In addition, war refugees must hunt, gather firewood or build encampments to survive, increasing the pressure on local resources. More weapons means increased hunting for bush meat and widespread poaching that can decimate wildlife populations such as 95 percent of the hippopotamus slaughtered in DRC's Virunga National Park.
"The consequences extend far beyond the actual fighting," said lead author Thor Hanson of the University of Idaho. "War preparations and lingering post-conflict activities also have important implications for biodiversity hotspots and the people who live there."
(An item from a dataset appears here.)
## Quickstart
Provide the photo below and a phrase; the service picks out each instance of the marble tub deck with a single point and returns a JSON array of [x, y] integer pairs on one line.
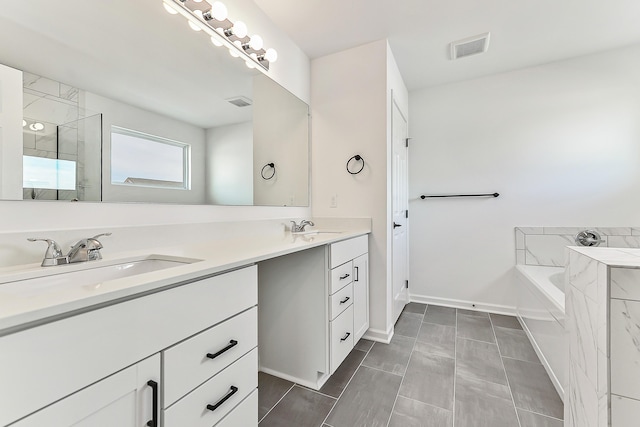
[[443, 367]]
In total, the hotspots are home to a majority of the world's 1.2 billion poorest people who rely on the resources and services provided by natural ecosystems for their daily survival. Environmental concerns tend to recede or collapse in times of social disruption, and conservation activities often get suspended during active conflicts. At the same time, war provides occasional conservation opportunities, such as the creation of "Peace Parks" along contested borders.
"The fact that so many conflicts have occurred in areas of high biodiversity loss and natural resource degradation warrants much further investigation as to the underlying causes, and strongly highlights the importance of these areas for global security," Mittermeier said.
The study concluded that international conservation groups and indeed the broader international community must develop and maintain programs in war-torn regions if they are to be effective in conserving global biodiversity and keeping ecosystems healthy. It also called for integrating conservation strategies and principles into military, reconstruction and humanitarian programs in the world's conflict zones.